The other kind of glutamic acid is called MSG, which is a type of glutamic acid that is produced outside of the human or animal body rather than within it. When the glutamic acid is not produced within the body, it is not as pure. The glutamic acid is unprocessed.
This type of glutamic acid may have unidentifiable properties that cancel out the pure form of the amino acids. This type of glutamic acid is similar to the supplements that athletes may use to boost their performance.
Though many supplement companies state that their product is pure and natural, many times there are unknown ingredients that make up the supplement. Though MSG still contains similar properties as glutamic acid, it is not glutamic acid in its purest form.

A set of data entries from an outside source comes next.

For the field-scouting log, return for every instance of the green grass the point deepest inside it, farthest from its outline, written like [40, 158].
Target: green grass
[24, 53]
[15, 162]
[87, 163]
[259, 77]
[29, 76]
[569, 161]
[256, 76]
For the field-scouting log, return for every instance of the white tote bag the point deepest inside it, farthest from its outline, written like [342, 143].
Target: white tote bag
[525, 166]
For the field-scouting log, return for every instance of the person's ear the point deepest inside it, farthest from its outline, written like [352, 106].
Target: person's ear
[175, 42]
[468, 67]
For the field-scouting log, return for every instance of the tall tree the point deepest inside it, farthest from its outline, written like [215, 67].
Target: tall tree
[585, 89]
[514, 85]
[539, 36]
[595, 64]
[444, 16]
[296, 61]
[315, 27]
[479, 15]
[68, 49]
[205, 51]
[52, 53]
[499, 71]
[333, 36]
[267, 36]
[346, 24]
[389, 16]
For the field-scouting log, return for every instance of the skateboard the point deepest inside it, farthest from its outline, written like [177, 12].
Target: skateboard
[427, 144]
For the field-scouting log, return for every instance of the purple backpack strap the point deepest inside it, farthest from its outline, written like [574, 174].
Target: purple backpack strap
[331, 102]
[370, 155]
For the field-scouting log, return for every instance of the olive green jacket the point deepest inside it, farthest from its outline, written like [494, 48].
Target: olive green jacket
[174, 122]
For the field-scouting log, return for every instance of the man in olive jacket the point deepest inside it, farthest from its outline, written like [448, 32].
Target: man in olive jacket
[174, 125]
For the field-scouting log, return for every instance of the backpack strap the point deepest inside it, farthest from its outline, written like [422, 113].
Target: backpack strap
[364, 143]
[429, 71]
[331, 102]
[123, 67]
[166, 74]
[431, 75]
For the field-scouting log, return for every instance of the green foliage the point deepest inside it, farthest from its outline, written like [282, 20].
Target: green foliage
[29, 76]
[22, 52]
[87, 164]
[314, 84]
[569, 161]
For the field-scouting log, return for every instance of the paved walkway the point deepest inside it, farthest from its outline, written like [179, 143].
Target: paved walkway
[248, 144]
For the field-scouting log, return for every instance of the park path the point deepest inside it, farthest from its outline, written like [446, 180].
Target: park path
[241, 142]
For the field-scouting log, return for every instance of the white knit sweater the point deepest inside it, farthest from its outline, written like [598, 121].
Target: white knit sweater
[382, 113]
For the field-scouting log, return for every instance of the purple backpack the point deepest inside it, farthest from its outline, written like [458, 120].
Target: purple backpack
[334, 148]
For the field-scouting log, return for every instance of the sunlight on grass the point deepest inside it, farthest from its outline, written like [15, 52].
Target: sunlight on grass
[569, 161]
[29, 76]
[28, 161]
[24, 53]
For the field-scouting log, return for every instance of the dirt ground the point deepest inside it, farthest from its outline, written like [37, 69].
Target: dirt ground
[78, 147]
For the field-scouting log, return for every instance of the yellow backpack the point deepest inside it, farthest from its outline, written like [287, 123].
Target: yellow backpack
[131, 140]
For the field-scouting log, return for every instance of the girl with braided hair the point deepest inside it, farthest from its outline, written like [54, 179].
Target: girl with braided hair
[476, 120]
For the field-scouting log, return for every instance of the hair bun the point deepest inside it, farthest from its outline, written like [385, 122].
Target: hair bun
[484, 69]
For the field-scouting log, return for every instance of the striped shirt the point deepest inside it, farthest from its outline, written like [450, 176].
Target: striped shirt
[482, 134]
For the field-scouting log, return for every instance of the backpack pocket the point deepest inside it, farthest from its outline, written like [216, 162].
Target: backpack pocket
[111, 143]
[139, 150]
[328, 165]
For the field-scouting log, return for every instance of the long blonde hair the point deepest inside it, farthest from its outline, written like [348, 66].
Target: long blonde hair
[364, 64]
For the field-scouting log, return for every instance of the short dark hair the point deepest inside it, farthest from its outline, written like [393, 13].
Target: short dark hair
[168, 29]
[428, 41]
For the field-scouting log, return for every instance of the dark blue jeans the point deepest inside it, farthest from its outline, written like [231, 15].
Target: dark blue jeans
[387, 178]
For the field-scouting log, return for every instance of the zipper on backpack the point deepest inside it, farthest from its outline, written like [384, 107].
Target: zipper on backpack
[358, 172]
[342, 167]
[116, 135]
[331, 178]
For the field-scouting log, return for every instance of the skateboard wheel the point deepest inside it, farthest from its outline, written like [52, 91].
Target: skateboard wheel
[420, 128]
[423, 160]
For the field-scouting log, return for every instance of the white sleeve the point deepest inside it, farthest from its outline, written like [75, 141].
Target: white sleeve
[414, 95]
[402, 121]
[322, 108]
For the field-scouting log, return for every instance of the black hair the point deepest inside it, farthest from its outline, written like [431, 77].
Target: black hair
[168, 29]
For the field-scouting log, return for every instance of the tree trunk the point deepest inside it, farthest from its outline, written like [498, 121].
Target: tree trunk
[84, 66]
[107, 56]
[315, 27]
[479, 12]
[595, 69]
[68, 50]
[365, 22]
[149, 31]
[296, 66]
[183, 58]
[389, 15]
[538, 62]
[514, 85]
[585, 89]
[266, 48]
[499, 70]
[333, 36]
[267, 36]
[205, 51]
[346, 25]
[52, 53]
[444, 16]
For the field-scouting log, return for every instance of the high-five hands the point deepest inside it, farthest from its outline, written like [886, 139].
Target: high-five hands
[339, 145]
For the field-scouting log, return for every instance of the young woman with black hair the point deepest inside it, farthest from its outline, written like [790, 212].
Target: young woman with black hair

Technically, glutamine is derived from glutamic acid. Therefore in some ways they need each other to help the human body. However, if glutamine is taken as a supplement and not naturally produced within the body, it can be shown to be more effective.
Though glutamine is a non-essential amino acid within the human body, it is said to help with liver and kidney problems, alcohol withdrawal and even inflammation within the stomach. Some of the conditions that glutamine helps treat are cancer during chemotherapy, Crohn's Disease, and ulcerative colitis.
Though glutamine is seen as the main amino acid to play the role of repairing muscles and treating certain conditions, glutamic acid is behind the scenes, making all the right moves for glutamine to work its magic. As glutamine can be directly received from natural sources of the human diet, glutamic acids are not found in many food items.
As with every supplement, there is appropriate dosing that needs to be discussed in order to keep the body free of harm. As for glutamine and glutamic acid supplements, humans should not consume more than 3 grams per day of this supplement.
Due to the fact that glutamic acid benefits the human immune system and the gastrointestinal tract, if too much of the supplement is consumed, it may harm the digestive tract of the user. Gastric stress may be caused by the irritation of the gastrointestinal tract, and possibly too much of a glutamic acid supplement.
Gastric stress can be accompanied by symptoms such as abdominal pain, nausea, bloating and diarrhea. However, if glutamic acid is produced naturally in the body, one does not have to consume it as a supplement unless it is recommended by a doctor for medical reasons.